Analysts say that in much the same way Tata is using its in-house component manufacturers to make the super-cheap Nano a reality, it may be able to tap Indian expertise to find savings at Jaguar and Land Rover. But "the process will be slow and in the luxury segment there are a lot of dangers of embarking on this route," adds Chotai. "Tata will need to tread carefully."
Still, for all that, what is inarguable is Tata Group's winning habit when making daring acquisitions. In the past five years, Tata has embarked on an investment binge that is building the group from a once-stodgy regional player into a global heavyweight. Since 2003, Tata Group has bought the truck unit of South Korea's Daewoo Motors, a stake in one of Indonesia's biggest coal mines, and steel mills in Singapore, Thailand, and Vietnam. It has taken over a slew of tony hotels (BusinessWeek.com, 8/2/07), including New York's Pierre, the Ritz-Carlton in Boston, and San Francisco's Camden Place.

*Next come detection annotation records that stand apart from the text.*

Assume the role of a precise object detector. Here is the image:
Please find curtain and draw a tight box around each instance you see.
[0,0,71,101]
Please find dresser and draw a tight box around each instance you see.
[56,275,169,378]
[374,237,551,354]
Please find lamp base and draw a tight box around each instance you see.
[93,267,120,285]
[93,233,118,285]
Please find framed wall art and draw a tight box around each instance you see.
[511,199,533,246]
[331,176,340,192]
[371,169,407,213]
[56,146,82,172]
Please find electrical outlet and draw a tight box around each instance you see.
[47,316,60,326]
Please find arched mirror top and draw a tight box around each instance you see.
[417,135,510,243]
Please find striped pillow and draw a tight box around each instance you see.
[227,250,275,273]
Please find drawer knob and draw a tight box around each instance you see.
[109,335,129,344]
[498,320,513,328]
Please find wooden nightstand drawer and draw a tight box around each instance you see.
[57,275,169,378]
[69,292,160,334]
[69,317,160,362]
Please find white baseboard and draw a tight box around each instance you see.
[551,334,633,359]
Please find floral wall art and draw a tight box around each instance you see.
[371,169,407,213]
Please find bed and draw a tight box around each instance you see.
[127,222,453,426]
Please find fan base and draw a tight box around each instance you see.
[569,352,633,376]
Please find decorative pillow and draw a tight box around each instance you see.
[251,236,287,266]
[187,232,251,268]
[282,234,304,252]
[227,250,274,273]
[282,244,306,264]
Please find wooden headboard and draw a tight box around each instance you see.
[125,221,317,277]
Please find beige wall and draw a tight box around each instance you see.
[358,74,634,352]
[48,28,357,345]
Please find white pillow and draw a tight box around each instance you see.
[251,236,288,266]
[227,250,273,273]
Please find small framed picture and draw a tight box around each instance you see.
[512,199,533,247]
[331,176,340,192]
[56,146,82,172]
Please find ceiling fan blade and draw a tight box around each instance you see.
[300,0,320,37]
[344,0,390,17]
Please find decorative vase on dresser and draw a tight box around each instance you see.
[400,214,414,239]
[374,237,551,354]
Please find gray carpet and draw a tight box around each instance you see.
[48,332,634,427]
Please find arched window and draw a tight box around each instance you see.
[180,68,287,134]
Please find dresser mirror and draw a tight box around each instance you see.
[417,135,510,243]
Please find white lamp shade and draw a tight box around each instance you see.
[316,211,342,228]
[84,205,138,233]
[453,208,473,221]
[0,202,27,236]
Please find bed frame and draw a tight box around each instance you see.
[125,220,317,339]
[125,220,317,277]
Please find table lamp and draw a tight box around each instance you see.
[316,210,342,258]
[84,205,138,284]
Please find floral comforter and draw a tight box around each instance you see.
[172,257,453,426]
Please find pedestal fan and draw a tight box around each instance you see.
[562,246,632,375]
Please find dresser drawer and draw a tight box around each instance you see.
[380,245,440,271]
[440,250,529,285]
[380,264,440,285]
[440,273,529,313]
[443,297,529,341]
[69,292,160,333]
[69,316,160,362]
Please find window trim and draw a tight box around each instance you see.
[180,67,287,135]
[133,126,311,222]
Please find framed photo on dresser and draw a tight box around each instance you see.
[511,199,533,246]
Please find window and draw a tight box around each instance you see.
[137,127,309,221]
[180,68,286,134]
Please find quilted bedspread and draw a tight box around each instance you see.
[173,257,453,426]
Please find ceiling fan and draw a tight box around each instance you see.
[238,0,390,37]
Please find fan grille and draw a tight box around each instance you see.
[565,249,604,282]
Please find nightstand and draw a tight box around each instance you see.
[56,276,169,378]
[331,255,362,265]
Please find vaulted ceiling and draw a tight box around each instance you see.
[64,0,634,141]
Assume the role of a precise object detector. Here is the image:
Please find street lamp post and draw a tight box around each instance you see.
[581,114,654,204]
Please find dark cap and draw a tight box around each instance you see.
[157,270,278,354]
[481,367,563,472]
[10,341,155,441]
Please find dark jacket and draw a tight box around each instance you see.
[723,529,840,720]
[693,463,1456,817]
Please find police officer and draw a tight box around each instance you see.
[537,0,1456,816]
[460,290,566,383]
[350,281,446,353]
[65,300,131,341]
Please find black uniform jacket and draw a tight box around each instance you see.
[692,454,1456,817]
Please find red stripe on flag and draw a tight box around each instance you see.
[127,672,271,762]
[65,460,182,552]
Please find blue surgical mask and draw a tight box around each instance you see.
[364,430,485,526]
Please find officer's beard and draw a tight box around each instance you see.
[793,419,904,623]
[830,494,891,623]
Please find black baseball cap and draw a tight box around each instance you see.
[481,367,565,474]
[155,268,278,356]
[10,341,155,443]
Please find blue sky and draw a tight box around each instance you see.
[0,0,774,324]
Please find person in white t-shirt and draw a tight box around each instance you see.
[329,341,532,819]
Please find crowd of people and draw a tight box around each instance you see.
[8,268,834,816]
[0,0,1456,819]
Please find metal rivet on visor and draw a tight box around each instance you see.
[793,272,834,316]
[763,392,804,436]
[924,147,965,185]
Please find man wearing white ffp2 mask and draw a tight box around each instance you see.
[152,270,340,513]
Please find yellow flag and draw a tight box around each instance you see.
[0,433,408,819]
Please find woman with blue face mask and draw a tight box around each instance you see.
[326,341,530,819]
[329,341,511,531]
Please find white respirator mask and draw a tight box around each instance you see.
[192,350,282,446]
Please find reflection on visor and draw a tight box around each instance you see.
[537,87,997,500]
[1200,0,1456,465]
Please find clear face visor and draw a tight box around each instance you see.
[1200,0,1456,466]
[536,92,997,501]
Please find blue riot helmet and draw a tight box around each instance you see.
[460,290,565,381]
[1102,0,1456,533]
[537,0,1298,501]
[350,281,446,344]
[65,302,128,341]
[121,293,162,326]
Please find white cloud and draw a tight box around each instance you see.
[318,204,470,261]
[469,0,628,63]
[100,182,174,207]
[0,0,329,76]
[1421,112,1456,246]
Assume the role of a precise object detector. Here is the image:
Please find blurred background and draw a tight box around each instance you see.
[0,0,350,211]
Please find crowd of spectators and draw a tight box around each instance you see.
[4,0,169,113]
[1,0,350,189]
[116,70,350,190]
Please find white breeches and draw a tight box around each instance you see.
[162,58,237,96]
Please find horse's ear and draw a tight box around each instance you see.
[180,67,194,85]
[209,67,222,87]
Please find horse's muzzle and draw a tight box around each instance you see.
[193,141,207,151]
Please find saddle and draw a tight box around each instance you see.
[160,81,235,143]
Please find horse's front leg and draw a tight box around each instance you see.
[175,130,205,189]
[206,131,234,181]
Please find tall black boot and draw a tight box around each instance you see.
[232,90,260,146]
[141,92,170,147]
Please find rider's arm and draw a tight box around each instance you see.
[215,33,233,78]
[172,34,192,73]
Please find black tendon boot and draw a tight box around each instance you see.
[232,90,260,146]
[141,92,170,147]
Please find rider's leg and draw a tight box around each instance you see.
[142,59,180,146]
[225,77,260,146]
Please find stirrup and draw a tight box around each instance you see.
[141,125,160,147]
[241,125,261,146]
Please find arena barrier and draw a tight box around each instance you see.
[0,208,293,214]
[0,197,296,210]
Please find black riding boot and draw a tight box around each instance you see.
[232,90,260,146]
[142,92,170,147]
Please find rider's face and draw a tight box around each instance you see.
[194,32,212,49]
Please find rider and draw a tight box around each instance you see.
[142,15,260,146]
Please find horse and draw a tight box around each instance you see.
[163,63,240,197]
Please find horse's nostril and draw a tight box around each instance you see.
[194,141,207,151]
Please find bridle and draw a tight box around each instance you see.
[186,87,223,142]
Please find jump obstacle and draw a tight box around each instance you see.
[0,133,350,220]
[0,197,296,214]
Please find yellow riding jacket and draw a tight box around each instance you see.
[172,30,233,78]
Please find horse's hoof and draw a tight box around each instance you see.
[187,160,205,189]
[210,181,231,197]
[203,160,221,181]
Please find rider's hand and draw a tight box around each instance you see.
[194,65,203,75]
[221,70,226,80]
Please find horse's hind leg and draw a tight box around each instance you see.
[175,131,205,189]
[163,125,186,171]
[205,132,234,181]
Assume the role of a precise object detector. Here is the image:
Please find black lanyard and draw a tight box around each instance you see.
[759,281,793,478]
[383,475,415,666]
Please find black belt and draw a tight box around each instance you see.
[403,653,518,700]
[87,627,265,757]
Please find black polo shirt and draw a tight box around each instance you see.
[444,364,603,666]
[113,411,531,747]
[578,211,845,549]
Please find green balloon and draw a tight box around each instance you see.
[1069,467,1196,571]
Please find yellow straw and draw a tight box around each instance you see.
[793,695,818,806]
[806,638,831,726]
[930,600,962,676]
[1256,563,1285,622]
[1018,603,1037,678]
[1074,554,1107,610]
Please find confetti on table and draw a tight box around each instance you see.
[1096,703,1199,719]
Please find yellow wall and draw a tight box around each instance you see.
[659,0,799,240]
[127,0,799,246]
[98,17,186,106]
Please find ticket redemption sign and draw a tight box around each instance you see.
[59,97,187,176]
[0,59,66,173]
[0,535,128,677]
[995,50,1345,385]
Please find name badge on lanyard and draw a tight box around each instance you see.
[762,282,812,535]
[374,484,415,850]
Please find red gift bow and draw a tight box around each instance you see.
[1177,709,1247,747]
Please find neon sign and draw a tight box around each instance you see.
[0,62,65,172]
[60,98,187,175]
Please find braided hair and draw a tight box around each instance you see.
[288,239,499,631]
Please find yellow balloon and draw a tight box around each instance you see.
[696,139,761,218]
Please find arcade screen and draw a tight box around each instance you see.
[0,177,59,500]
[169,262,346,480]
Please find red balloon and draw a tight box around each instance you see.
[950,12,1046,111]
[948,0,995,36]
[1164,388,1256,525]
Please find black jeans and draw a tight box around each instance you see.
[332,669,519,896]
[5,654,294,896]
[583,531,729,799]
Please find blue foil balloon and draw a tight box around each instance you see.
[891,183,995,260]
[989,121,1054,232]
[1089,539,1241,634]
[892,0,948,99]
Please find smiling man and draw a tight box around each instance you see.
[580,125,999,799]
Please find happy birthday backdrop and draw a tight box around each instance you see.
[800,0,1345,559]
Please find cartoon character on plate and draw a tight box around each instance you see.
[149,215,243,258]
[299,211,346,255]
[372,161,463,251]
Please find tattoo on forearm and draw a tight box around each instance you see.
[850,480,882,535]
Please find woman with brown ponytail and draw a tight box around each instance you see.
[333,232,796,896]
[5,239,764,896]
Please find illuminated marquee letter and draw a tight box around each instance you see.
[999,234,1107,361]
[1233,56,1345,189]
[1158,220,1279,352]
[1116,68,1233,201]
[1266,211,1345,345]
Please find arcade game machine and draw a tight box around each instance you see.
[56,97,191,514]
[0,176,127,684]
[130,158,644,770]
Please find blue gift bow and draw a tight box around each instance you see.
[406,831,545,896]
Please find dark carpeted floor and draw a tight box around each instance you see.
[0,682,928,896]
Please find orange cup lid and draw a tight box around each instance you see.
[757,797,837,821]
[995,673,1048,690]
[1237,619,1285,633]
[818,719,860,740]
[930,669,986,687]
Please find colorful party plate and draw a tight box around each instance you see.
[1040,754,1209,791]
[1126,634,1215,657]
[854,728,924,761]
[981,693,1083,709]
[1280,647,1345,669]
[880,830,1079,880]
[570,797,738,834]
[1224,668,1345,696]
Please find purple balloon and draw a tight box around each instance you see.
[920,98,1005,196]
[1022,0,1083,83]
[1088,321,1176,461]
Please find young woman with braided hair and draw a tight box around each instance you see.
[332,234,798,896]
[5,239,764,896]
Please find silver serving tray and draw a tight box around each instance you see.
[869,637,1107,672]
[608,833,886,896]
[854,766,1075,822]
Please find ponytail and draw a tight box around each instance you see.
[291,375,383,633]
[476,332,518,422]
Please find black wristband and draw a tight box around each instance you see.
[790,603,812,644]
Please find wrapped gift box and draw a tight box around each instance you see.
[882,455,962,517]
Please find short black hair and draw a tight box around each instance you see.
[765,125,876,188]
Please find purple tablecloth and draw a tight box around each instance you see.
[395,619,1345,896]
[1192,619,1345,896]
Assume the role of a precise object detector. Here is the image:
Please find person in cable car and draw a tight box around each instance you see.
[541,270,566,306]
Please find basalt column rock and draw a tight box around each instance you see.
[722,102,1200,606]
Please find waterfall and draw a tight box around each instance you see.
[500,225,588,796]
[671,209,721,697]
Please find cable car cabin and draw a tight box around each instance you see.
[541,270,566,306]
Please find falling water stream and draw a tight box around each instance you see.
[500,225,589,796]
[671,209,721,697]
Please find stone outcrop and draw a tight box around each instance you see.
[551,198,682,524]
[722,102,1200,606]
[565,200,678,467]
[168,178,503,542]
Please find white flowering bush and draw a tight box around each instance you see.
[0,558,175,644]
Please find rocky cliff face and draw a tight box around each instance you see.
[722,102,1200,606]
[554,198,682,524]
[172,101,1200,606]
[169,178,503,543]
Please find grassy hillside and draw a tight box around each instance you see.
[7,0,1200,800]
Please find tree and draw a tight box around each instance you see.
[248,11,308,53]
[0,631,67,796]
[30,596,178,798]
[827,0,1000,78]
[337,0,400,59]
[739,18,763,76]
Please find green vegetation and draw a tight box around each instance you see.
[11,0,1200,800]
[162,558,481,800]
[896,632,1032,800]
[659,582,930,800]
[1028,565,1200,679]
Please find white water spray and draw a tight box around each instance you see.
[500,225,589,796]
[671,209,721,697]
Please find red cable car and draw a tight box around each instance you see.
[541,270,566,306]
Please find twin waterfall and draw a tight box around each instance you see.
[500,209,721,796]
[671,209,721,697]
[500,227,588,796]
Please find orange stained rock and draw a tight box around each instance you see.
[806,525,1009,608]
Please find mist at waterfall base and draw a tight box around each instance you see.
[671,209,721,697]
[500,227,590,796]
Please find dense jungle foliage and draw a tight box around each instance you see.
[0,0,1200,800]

Corus: Benchmark Acquisition
Its crowning deal to date has been Tata Steel's $13 billion takeover in April of Dutch-British steel giant Corus Group (BusinessWeek, 2/14/08). In one swoop, the move greatly expanded Tata Steel's range of finished products, secured access to automakers across the U.S. and Europe, and boosted its capacity fivefold, with mills added in Pennsylvania and Ohio.
That's the kind of track record that makes some analysts believe Tata's purchase of Jaguar and Land Rover will ultimately pay off. "When they bought Corus, a lot of people said they were stupid. Maybe it's the same with Jaguar," says Prabhat Awasthi, an analyst at Lehman Brothers (LEH) in Mumbai. "If anyone has a chance to emerge as a big auto player from India, it's Tata."